The candle beside me gutters thanks to a sharp huff of wind from the open window. Tsking, I use a spell to relight it, the words tumbling out of my mouth with the confidence of a lifelong habit.
To my dismay, lifting my arm to cast the spell had smeared the ink even more than it already had been. I groan, trace over the letters that had been smeared, and continue on.
I’ve seen you on the front lines. Such recklessness will earn you no respect from your people nor from me. You are better suited to the council and you know it.
I do not bother with signing the missive. She will know who it is from. My method of exchanging messages with her is by way of her vulture, a huge, ugly thing that always seems to know when to come to me.
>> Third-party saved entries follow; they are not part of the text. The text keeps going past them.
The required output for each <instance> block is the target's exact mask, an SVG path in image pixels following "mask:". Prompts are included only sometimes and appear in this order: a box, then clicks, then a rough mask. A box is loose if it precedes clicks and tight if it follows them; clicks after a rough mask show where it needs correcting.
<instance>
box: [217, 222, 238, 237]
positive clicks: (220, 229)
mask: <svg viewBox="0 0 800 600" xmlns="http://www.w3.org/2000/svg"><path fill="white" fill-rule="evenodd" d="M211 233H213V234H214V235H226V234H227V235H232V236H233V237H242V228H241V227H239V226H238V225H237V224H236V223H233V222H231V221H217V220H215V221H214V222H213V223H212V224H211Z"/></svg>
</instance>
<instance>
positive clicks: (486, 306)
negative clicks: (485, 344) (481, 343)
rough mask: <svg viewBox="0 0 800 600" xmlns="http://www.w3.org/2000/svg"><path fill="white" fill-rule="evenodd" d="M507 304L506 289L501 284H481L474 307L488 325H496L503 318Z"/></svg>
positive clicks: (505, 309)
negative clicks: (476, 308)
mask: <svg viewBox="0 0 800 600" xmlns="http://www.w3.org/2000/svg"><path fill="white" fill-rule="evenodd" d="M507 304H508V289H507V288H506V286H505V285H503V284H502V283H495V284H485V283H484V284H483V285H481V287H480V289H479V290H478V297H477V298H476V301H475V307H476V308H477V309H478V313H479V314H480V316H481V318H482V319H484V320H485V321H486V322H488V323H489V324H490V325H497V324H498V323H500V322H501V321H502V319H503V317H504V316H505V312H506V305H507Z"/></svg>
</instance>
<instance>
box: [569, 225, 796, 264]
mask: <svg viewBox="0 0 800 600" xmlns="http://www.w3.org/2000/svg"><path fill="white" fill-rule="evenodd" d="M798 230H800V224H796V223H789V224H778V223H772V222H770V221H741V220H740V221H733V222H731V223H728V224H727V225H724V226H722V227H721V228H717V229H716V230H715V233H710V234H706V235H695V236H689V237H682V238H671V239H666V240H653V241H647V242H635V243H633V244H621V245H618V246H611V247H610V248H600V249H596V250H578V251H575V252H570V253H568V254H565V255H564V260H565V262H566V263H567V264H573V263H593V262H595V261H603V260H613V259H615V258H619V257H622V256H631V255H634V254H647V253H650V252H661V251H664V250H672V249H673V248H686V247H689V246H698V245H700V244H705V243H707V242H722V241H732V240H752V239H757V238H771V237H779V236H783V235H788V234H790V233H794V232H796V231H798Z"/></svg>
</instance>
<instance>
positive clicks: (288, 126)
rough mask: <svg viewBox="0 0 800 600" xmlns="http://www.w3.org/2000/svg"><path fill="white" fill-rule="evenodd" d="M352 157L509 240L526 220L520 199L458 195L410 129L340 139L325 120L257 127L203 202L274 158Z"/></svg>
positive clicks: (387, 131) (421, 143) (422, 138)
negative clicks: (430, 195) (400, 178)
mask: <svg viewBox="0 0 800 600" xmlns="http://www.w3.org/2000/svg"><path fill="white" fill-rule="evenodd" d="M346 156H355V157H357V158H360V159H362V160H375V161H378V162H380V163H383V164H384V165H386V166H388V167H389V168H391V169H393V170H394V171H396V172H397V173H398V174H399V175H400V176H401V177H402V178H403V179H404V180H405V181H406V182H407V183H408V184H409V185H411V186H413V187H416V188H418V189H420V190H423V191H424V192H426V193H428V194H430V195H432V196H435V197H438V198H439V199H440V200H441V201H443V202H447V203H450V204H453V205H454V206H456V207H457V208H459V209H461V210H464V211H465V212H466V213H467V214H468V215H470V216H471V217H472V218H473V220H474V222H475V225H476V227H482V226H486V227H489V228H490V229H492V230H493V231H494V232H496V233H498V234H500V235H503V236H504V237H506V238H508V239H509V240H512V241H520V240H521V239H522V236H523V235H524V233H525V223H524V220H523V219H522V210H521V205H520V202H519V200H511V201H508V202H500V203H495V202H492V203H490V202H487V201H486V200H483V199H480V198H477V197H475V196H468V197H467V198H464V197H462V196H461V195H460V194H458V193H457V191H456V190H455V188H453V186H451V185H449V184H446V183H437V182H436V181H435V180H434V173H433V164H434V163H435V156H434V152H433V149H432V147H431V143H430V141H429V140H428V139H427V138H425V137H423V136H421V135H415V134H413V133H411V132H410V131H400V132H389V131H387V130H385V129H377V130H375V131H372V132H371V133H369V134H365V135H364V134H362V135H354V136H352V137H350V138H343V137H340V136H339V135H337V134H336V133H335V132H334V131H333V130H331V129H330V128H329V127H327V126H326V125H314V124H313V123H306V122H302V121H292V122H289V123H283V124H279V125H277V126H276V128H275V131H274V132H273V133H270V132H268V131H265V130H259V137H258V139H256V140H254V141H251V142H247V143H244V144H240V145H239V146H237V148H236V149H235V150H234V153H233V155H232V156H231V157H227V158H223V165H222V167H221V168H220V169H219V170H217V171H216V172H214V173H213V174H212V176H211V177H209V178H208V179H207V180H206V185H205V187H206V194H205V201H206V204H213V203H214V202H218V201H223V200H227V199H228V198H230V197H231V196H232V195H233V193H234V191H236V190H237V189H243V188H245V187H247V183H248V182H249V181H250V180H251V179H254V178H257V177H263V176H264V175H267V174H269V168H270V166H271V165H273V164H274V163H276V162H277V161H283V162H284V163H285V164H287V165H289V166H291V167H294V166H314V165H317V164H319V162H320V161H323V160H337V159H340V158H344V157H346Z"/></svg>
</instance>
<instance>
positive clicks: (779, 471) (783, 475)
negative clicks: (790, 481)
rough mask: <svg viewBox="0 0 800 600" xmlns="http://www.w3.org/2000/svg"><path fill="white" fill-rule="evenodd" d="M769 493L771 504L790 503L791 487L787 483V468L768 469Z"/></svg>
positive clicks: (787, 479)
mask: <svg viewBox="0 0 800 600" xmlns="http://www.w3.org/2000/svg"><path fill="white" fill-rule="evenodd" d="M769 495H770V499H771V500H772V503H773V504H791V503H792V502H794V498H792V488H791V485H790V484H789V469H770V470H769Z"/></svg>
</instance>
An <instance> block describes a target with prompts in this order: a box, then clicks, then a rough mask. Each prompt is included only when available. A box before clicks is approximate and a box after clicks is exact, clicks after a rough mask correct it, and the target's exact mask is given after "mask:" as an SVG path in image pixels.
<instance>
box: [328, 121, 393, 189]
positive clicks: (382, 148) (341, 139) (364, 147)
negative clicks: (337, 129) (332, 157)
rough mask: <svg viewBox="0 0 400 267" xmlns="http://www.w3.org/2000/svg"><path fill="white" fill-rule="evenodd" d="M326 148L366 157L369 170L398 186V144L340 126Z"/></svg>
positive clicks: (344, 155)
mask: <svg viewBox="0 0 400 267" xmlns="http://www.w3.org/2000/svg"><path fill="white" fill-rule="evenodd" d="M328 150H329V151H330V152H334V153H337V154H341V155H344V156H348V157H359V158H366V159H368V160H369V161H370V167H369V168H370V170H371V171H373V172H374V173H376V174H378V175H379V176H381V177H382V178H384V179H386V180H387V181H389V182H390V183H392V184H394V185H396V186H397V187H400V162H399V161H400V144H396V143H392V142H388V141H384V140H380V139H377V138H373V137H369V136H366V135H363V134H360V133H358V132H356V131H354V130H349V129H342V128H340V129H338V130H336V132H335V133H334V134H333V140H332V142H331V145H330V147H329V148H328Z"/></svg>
Sure enough, I turn to the window and it is there, filling it up with its bulk. It allows me to attach the message to its leg. The bird does not so much as look at it me before taking off.
The reply comes in the form of a letter folded into a tiny star and placed amongst my weapons in the vault. It’s, as ever, a way to show how easily a spy can penetrate my ranks. What must they think, being told to perform odd little chores like this? Relishing in taunting me, perhaps.
My fingers feel thick and clumsy like I’m wearing gloves, but I’m careful not to tear the paper.
In a far more measured hand, with needlessly ornate script: No.
It is underlined four times in case I did not get the message, planted dead center in the middle of the paper. I almost rip it to shreds, stopped at the last possible moment thanks to noticing a more thorough message on the back. I smooth out where I had started to rumple it.
Your concern is touching, but unneeded. After all, you’ve gone this long without killing me. I think that you can hold out a while longer.
Perhaps I can, but I don’t trust my ability to stop any given soldier for pressing their advantage if they catch her unawares.
I start to write a letter to tell her as much, the ink less splattery and runny than before but no less impassioned for it. This endless back and forth is, in many ways, more taxing than exchanging blows on the battlefield, but… well. I can pretend to myself that they are love letters. I wonder if she does the same.